GenExam: A Multidisciplinary Text-to-Image Exam
Zhaokai Wang, Penghao Yin, Xiangyu Zhao, Changyao Tian, Yu Qiao, Wenhai Wang, Jifeng Dai, Gen Luo
2025-09-18
Summary
This paper introduces a new way to test how well AI models can truly 'think' and create, by giving them tests similar to school exams that require both knowledge and the ability to generate images from text.
What's the problem?
Current AI benchmarks, or tests, are good at checking if a model *understands* information or can *reason* with it, and others check if a model knows facts about the world when creating images. However, there wasn't a good way to test if an AI could combine all these skills – understanding, reasoning, *and* creating – like you would need to do on a challenging exam. Existing tests didn't really push AI to show a deep, integrated understanding through image creation.
What's the solution?
The researchers created 'GenExam,' a set of 1,000 exam questions across 10 different subjects. These questions require the AI to generate images based on text prompts, just like drawing an answer on an exam. Each question has a correct answer image and specific points for how accurate and realistic the generated image needs to be. They then tested several advanced AI models, like GPT-Image-1 and Gemini, on these exams.
Why it matters?
This is important because it provides a much harder test for AI than what currently exists. The results showed that even the best AI models struggled, scoring very low on the GenExam. This suggests that while AI is getting better, it still has a long way to go before it can truly demonstrate 'general intelligence' – the ability to learn, understand, and create across many different areas, much like a human can.
Abstract
Exams are a fundamental test of expert-level intelligence and require integrated understanding, reasoning, and generation.
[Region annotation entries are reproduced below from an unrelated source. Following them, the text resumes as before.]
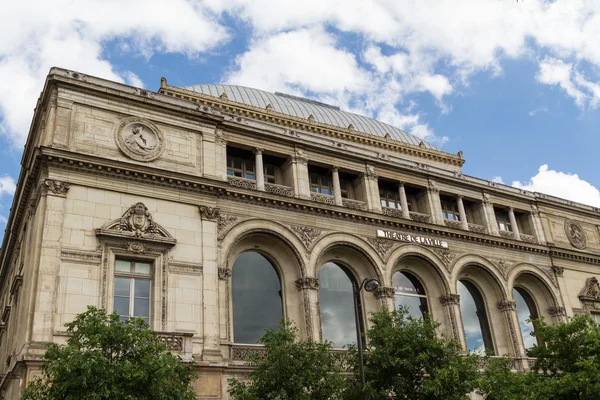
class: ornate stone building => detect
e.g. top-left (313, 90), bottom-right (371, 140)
top-left (0, 68), bottom-right (600, 399)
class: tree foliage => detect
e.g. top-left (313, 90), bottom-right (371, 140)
top-left (229, 320), bottom-right (347, 400)
top-left (354, 307), bottom-right (479, 400)
top-left (22, 307), bottom-right (196, 400)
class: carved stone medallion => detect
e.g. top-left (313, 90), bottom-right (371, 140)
top-left (116, 117), bottom-right (165, 161)
top-left (565, 219), bottom-right (587, 250)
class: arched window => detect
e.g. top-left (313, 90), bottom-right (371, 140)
top-left (319, 262), bottom-right (362, 348)
top-left (231, 251), bottom-right (283, 343)
top-left (513, 287), bottom-right (539, 349)
top-left (458, 280), bottom-right (494, 354)
top-left (392, 272), bottom-right (428, 318)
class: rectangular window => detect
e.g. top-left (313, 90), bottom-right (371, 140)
top-left (496, 210), bottom-right (512, 232)
top-left (442, 200), bottom-right (460, 221)
top-left (227, 156), bottom-right (256, 179)
top-left (113, 259), bottom-right (152, 324)
top-left (379, 188), bottom-right (402, 209)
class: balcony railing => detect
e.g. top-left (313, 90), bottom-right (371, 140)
top-left (469, 223), bottom-right (485, 234)
top-left (227, 176), bottom-right (256, 190)
top-left (444, 219), bottom-right (462, 229)
top-left (381, 207), bottom-right (402, 218)
top-left (500, 230), bottom-right (515, 239)
top-left (265, 182), bottom-right (294, 197)
top-left (409, 211), bottom-right (429, 222)
top-left (342, 199), bottom-right (367, 211)
top-left (520, 233), bottom-right (537, 243)
top-left (310, 192), bottom-right (335, 206)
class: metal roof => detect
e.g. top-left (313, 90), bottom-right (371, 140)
top-left (184, 84), bottom-right (437, 150)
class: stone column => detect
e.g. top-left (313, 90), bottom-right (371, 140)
top-left (331, 166), bottom-right (342, 206)
top-left (456, 194), bottom-right (469, 231)
top-left (398, 182), bottom-right (410, 219)
top-left (496, 300), bottom-right (526, 369)
top-left (483, 193), bottom-right (500, 236)
top-left (508, 207), bottom-right (521, 240)
top-left (254, 148), bottom-right (265, 191)
top-left (440, 293), bottom-right (468, 350)
top-left (296, 277), bottom-right (322, 340)
top-left (373, 286), bottom-right (396, 311)
top-left (200, 206), bottom-right (223, 361)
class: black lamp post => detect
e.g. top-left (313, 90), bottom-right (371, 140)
top-left (354, 278), bottom-right (379, 400)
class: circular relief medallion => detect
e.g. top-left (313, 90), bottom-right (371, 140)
top-left (116, 117), bottom-right (165, 161)
top-left (565, 219), bottom-right (587, 249)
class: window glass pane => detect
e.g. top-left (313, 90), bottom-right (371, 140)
top-left (457, 281), bottom-right (494, 354)
top-left (113, 297), bottom-right (129, 316)
top-left (134, 279), bottom-right (150, 298)
top-left (115, 278), bottom-right (129, 297)
top-left (115, 260), bottom-right (131, 272)
top-left (133, 299), bottom-right (150, 318)
top-left (392, 272), bottom-right (425, 295)
top-left (319, 262), bottom-right (356, 348)
top-left (135, 262), bottom-right (150, 275)
top-left (513, 288), bottom-right (537, 349)
top-left (394, 295), bottom-right (428, 318)
top-left (231, 252), bottom-right (283, 343)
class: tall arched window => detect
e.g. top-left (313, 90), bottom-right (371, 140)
top-left (457, 280), bottom-right (494, 354)
top-left (319, 262), bottom-right (362, 348)
top-left (392, 272), bottom-right (428, 318)
top-left (513, 287), bottom-right (539, 349)
top-left (231, 251), bottom-right (283, 343)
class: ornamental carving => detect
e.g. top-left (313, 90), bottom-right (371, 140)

Existing exam-style benchmarks mainly focus on understanding and reasoning tasks, and current generation benchmarks emphasize the illustration of world knowledge and visual concepts, neglecting the evaluation of rigorous drawing exams. We introduce GenExam, the first benchmark for multidisciplinary text-to-image exams, featuring 1,000 samples across 10 subjects with exam-style prompts organized under a four-level taxonomy. Each problem is equipped with ground-truth images and fine-grained scoring points to enable a precise evaluation of semantic correctness and visual plausibility. Experiments show that even state-of-the-art models such as GPT-Image-1 and Gemini-2.5-Flash-Image achieve less than 15% strict scores, and most models yield almost 0%, suggesting the great challenge of our benchmark. By framing image generation as an exam, GenExam offers a rigorous assessment of models' ability to integrate knowledge, reasoning, and generation, providing insights on the path to general AGI.